UCL Institute for Environmental Design and Engineering, Central House, 14 Upper Woburn Plc, London WC1H 0NN, UK.
UCL Institute for Environmental Design and Engineering, Central House, 14 Upper Woburn Plc, London WC1H 0NN, UK.
Sci Total Environ. 2019 Jun 1;667:390-399. doi: 10.1016/j.scitotenv.2019.02.341. Epub 2019 Feb 25.
Estimates of population air pollution exposure typically rely on the outdoor component only, and rarely account for populations spending the majority of their time indoors. Housing is an important modifier of air pollution exposure due to outdoor pollution infiltrating indoors, and the removal of indoor-sourced pollution through active or passive ventilation. Here, we describe the application of an indoor air pollution modelling tool to a spatially distributed housing stock model for England and Wales, developed from Energy Performance Certificate (EPC) data and containing information for approximately 11.5 million dwellings. First, we estimate indoor/outdoor (I/O) ratios and total indoor concentrations of outdoor air pollution for PM and NO for all EPC dwellings in London. The potential to estimate concentration from both indoor and outdoor sources is then demonstrated by modelling indoor background CO levels for England and Wales pre- and post-energy efficient adaptation, including heating, cooking, and smoking as internal sources. In London, we predict a median I/O ratio of 0.60 (99% CIs; 0.53-0.73) for outdoor PM and 0.41 (99%CIs; 0.34-0.59) for outdoor NO; Pearson correlation analysis indicates a greater spatial modification of PM exposure by housing (ρ = 0.81) than NO (ρ = 0.88). For the demonstrative CO model, concentrations ranged from 0.4-9.9 ppm (99%CIs)(median = 3.0 ppm) in kitchens and 0.3-25.6 ppm (median = 6.4 ppm) in living rooms. Clusters of elevated indoor concentration are found in urban areas due to higher outdoor concentrations and smaller dwellings with reduced ventilation potential, with an estimated 17.6% increase in the number of living rooms and 63% increase in the number of kitchens exceeding recommended exposure levels following retrofit without additional ventilation. The model has the potential to rapidly calculate indoor pollution exposure across large housing stocks and estimate changes to exposure under different pollution or housing policy scenarios.

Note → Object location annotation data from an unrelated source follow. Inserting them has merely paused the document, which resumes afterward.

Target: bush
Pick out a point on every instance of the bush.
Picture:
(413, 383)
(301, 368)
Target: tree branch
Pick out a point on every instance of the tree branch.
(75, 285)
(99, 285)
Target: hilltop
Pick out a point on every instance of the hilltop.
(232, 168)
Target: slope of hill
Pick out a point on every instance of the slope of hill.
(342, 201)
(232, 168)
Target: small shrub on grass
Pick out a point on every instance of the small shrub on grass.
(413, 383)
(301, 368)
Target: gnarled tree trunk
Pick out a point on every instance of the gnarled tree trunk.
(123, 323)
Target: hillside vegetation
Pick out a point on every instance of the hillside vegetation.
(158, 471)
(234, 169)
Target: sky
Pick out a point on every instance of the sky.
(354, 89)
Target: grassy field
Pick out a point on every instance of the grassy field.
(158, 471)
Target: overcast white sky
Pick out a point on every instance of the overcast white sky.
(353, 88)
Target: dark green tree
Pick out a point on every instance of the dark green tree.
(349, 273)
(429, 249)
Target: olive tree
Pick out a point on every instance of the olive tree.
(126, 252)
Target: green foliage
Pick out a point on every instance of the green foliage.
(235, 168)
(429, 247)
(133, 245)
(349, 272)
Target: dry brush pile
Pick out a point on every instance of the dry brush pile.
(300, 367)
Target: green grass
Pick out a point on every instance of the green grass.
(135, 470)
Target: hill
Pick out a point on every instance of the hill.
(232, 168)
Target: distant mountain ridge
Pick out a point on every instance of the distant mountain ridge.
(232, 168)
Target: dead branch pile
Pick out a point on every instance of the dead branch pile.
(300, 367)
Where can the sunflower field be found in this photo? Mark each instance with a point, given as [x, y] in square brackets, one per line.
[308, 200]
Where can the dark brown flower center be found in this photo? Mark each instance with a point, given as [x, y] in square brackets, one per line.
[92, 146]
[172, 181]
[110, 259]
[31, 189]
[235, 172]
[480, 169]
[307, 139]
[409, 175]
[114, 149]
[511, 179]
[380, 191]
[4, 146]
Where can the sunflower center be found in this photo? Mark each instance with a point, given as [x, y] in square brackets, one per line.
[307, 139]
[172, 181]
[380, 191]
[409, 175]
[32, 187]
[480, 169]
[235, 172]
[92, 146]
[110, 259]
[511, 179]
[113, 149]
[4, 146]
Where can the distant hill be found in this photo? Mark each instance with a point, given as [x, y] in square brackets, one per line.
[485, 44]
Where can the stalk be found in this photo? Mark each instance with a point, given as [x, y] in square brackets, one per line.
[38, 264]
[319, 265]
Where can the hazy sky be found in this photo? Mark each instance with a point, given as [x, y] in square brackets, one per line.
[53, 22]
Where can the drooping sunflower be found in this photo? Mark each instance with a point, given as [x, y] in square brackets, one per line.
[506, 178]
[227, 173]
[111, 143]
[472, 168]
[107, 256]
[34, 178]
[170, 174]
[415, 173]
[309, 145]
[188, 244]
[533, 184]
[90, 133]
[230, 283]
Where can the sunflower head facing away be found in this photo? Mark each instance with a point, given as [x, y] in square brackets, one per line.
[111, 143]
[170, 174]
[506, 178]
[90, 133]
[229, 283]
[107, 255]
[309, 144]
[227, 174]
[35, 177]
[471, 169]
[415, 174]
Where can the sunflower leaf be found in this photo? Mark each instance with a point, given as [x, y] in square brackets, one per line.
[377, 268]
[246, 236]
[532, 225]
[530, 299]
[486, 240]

对人口空气污染暴露的估计通常仅依赖于室外成分,很少考虑到大多数时间在室内度过的人群。由于室外污染渗透到室内,以及通过主动或被动通风去除室内源污染,住房是空气污染暴露的一个重要调节因素。在这里,我们描述了一种室内空气污染建模工具在英格兰和威尔士的空间分布住房存量模型中的应用,该模型是从能源绩效证书 (EPC) 数据开发而来,包含了大约 1150 万套住宅的信息。首先,我们估计了伦敦所有 EPC 住宅的 PM 和 NO 的室内/室外 (I/O) 比值和室外空气污染的总室内浓度。然后,通过模拟英格兰和威尔士在能源效率适应(包括供暖、烹饪和吸烟等内部源)前后室内背景 CO 水平,展示了从室内和室外源估计浓度的潜力。在伦敦,我们预测室外 PM 的 I/O 比值中位数为 0.60(99%置信区间;0.53-0.73),室外 NO 的 I/O 比值中位数为 0.41(99%置信区间;0.34-0.59);Pearson 相关分析表明,住房对 PM 暴露的空间修饰作用大于 NO(ρ=0.81,ρ=0.88)。对于示范 CO 模型,浓度范围从厨房的 0.4-9.9ppm(99%置信区间)(中位数=3.0ppm)到客厅的 0.3-25.6ppm(中位数=6.4ppm)。由于室外浓度较高且通风潜力较小的住宅较小,城市地区存在室内浓度升高的集群,在没有额外通风的情况下进行 retrofit 后,预计有 17.6%的客厅和 63%的厨房数量超过推荐暴露水平,从而导致室内暴露的数量增加。该模型有可能快速计算大型住房存量的室内污染暴露情况,并估计在不同的污染或住房政策情况下暴露情况的变化。